現在、多くの電気自動車がヒートポンプ暖房を採用し始めています。その原理はエアコンの暖房と同じで、電気エネルギーは熱を発生させるのではなく、熱を伝達します。消費した電力の一部が熱エネルギーの一部以上を伝達できるため、PTCヒーターよりも電力を節約できます。
ヒートポンプ技術とエアコンの冷凍機は熱を伝達しますが、電気自動車の暖房空気消費量はエアコンよりも高いのはなぜでしょうか?実は、この問題には2つの根本的な原因があります。
1、温度差を調整する必要がある
人体が快適に感じる温度が25℃、夏の車外温度が40℃、冬の車外温度が0℃だと仮定します。

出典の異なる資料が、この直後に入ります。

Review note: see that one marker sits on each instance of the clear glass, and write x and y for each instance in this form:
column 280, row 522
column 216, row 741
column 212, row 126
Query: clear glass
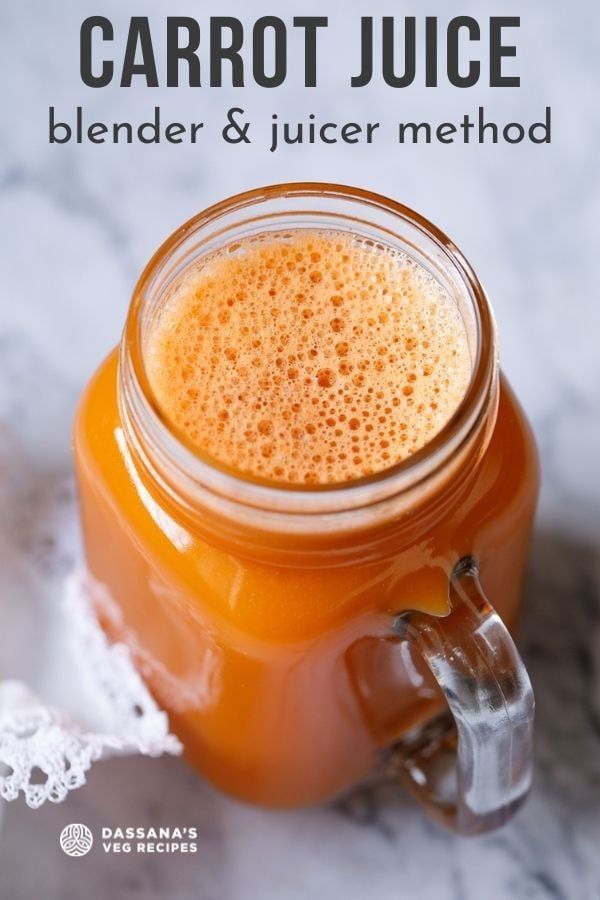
column 297, row 633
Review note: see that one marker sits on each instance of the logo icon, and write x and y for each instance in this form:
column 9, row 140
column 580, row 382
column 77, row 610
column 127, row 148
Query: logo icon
column 76, row 840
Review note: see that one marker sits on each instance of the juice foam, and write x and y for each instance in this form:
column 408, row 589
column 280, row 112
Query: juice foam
column 309, row 357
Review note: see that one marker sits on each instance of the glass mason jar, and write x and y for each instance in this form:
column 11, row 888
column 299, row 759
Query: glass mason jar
column 301, row 636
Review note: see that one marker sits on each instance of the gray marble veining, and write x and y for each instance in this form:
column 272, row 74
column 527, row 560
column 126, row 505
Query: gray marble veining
column 77, row 225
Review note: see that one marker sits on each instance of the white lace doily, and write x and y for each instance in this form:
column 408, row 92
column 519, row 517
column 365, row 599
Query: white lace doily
column 45, row 753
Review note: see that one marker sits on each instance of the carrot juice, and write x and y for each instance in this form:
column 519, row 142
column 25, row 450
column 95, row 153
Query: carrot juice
column 302, row 433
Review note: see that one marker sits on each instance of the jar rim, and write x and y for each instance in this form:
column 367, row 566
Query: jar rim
column 159, row 441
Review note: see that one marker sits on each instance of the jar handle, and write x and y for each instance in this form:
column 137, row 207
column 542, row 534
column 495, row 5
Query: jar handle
column 471, row 768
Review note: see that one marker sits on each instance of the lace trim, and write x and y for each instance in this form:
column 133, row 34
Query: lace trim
column 44, row 753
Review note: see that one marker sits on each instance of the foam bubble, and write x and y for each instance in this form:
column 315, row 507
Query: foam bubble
column 308, row 357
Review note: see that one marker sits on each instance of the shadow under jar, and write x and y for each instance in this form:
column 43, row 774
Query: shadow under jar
column 301, row 637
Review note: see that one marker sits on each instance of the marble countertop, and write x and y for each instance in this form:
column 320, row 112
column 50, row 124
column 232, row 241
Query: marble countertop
column 78, row 223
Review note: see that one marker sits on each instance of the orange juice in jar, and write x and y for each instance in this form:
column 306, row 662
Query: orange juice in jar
column 307, row 495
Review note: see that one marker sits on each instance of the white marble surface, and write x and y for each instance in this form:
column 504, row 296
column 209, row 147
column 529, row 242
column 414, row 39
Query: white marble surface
column 77, row 225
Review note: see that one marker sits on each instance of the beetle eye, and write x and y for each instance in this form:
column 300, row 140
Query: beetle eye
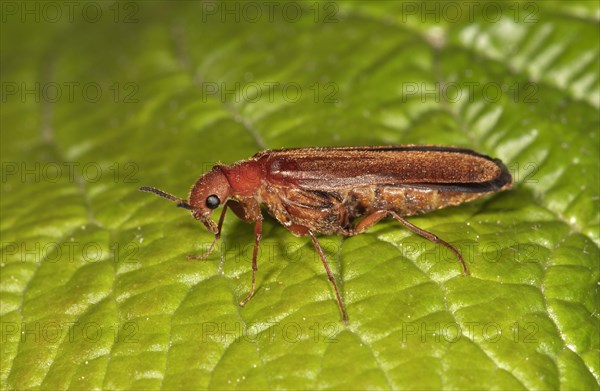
column 212, row 201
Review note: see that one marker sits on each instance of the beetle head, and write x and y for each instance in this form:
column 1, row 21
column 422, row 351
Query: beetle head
column 210, row 191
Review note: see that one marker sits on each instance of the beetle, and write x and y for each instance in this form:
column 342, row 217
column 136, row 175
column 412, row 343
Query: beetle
column 341, row 191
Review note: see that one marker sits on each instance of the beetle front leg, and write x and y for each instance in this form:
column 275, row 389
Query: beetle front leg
column 257, row 236
column 217, row 235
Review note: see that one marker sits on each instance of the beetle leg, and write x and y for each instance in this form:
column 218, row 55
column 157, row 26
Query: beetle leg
column 217, row 235
column 257, row 236
column 329, row 275
column 375, row 217
column 432, row 237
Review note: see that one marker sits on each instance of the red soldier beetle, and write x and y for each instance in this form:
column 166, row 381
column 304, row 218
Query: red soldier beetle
column 326, row 190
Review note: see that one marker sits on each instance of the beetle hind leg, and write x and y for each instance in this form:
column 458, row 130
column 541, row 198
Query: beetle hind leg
column 377, row 216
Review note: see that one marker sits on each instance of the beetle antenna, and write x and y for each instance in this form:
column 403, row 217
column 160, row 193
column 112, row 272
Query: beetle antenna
column 180, row 202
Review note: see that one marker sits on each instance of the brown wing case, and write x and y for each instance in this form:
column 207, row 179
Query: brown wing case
column 433, row 167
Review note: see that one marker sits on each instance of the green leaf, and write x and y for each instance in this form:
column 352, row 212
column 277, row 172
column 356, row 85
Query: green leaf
column 101, row 98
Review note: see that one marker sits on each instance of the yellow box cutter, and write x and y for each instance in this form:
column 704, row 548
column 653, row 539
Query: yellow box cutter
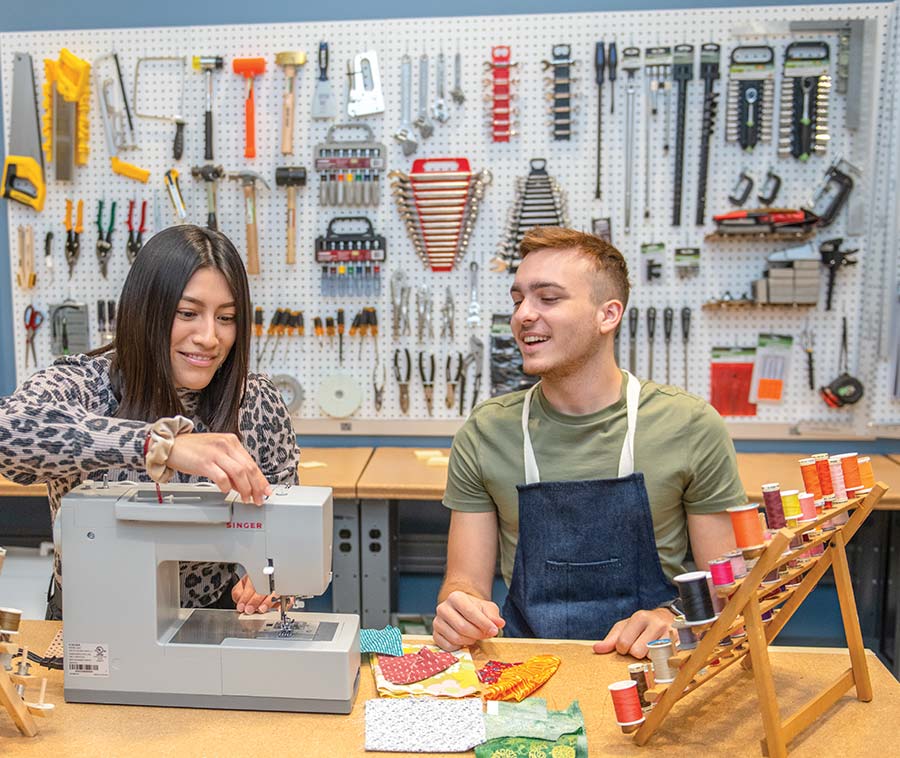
column 23, row 169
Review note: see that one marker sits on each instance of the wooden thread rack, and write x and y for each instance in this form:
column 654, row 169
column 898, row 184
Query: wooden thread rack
column 749, row 601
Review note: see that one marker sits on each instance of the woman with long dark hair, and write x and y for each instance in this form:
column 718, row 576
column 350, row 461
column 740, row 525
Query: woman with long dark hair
column 170, row 400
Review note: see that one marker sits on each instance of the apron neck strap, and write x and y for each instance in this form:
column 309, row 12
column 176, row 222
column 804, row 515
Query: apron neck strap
column 626, row 459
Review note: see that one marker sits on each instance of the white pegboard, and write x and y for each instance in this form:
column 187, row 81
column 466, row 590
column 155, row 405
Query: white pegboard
column 730, row 266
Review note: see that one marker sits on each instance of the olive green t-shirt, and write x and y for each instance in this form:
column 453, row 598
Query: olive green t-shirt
column 681, row 446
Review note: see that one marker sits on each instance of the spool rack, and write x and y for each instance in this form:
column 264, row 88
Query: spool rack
column 750, row 599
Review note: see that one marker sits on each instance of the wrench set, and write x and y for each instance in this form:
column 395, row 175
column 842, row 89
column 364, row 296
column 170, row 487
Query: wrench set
column 439, row 200
column 540, row 201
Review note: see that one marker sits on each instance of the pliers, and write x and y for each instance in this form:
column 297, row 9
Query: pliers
column 427, row 381
column 453, row 378
column 73, row 242
column 135, row 238
column 403, row 378
column 104, row 242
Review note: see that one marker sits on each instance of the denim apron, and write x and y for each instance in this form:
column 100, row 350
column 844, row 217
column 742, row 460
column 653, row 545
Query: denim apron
column 586, row 556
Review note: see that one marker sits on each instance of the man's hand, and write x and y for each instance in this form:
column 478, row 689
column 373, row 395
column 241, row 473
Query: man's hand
column 463, row 619
column 223, row 460
column 248, row 600
column 630, row 636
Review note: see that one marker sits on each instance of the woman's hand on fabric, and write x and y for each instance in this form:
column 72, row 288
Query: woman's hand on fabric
column 464, row 619
column 222, row 459
column 630, row 636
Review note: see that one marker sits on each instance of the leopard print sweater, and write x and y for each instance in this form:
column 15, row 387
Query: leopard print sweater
column 58, row 428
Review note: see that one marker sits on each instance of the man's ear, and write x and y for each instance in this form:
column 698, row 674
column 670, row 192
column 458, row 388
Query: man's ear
column 609, row 315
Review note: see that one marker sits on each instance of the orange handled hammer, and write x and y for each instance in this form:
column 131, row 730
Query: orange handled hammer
column 249, row 68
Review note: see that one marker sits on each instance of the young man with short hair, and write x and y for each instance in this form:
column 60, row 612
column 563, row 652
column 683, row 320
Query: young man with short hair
column 591, row 482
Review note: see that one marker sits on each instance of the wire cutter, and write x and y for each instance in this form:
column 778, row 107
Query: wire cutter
column 427, row 381
column 379, row 391
column 73, row 234
column 403, row 378
column 135, row 237
column 33, row 319
column 452, row 378
column 104, row 241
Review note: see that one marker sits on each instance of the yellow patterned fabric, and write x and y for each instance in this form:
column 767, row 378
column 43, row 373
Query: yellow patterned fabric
column 460, row 680
column 519, row 682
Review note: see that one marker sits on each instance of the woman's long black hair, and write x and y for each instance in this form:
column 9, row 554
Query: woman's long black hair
column 141, row 370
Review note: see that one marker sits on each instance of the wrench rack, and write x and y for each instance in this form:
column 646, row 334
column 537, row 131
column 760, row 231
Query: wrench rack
column 727, row 265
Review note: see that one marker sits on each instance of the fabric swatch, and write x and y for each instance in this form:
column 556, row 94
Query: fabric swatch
column 459, row 680
column 424, row 725
column 530, row 718
column 490, row 672
column 567, row 746
column 386, row 641
column 520, row 681
column 408, row 669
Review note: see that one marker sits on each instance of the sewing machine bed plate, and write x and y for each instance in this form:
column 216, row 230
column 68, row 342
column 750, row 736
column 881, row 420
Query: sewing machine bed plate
column 207, row 626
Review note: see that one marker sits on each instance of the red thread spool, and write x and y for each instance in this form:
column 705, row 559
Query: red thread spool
column 627, row 704
column 824, row 471
column 746, row 526
column 722, row 571
column 807, row 505
column 850, row 467
column 810, row 476
column 866, row 475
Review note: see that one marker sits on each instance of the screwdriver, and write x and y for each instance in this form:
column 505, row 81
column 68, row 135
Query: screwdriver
column 599, row 65
column 612, row 62
column 257, row 330
column 668, row 319
column 685, row 335
column 317, row 327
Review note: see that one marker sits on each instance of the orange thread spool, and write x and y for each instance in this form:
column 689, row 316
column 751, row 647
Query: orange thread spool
column 810, row 476
column 627, row 704
column 866, row 475
column 824, row 471
column 850, row 467
column 746, row 525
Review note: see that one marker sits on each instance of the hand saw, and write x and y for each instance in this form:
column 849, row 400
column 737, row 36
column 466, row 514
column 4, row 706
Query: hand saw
column 23, row 169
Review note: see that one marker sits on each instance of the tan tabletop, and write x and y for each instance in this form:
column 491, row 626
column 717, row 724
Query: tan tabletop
column 335, row 467
column 405, row 473
column 720, row 719
column 757, row 469
column 11, row 489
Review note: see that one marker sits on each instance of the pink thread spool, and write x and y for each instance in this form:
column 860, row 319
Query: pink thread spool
column 837, row 479
column 807, row 505
column 722, row 572
column 824, row 471
column 627, row 704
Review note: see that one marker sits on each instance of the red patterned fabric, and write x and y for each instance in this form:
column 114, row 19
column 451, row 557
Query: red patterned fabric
column 415, row 667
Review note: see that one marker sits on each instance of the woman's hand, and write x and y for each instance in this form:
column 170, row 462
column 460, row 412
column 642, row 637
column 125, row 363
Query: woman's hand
column 223, row 460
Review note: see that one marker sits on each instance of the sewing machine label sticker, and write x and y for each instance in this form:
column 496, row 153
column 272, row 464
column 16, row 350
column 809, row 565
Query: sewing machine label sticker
column 87, row 659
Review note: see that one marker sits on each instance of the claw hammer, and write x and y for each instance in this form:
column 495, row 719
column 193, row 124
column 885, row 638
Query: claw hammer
column 248, row 181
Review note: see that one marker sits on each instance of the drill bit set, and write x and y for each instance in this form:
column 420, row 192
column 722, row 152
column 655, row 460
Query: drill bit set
column 500, row 95
column 350, row 262
column 560, row 94
column 350, row 170
column 440, row 207
column 751, row 94
column 805, row 90
column 540, row 201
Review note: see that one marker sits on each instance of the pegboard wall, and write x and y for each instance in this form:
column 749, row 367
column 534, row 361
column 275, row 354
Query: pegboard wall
column 724, row 267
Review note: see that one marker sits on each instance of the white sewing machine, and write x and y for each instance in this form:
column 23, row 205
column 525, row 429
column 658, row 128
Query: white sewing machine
column 127, row 640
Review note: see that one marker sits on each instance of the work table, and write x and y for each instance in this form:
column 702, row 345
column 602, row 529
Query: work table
column 719, row 719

夏に車内の温度を25℃に下げたい場合、エアコンが調整する必要がある温度差はわずか15℃であることは明らかです。冬にエアコンが車内を25℃に暖めたい場合、温度差を25℃も調整する必要があり、作業負荷が大幅に増加し、消費電力も当然増加します。
2、熱伝達効率が異なる
エアコンをつけた時の熱伝達効率が高い
夏には、車のエアコンは車内の熱を車外へ放出し、車内を涼しくする役割を果たします。
エアコンが作動すると、コンプレッサーは冷媒を高圧ガスに圧縮する約70℃に冷却された冷媒は、フロントにあるコンデンサーに到達します。ここでエアコンファンの駆動力によって空気がコンデンサーを通過し、冷媒の熱が奪われます。冷媒の温度は約40℃まで下がり、高圧の液体になります。その後、液化した冷媒は小さな穴からセンターコンソールの下にある蒸発器に噴射され、そこで蒸発して大量の熱を吸収し、最終的にガスとなってコンプレッサーに送られ、次のサイクルへと送られます。
温風がオンのときの熱伝達効率が低い
温風運転を開始すると、冷房運転とは全く逆の状況となり、高温高圧に圧縮された冷媒ガスはまず車内の熱交換器に入り、そこで熱を放出します。その後、冷媒は液体となり、フロント熱交換器へと流れ込み、蒸発して周囲の熱を吸収します。
冬の気温自体が非常に低いため、冷媒は熱交換効率を向上させるためには蒸発温度を下げるしかありません。例えば、気温が0℃の場合、冷媒が環境から十分な熱を吸収するには、0℃以下まで蒸発する必要があります。そのため、空気中の水蒸気は寒冷時に霜となって熱交換器の表面に付着し、熱交換効率が低下するだけでなく、霜がひどい場合は熱交換器が完全に閉塞し、冷媒が環境から熱を吸収できなくなります。このとき、空調システム霜取りモードに入ることしかできず、圧縮された高温高圧の冷媒は再び車外へ輸送され、その熱で再び霜を溶かします。こうすることで熱交換効率が大幅に低下し、消費電力は当然高くなります。
そのため、冬の気温が低いほど、電気自動車は温風を利用することが多くなります。冬の低温と相まって、バッテリーの活性が低下し、航続距離の減衰はさらに顕著になります。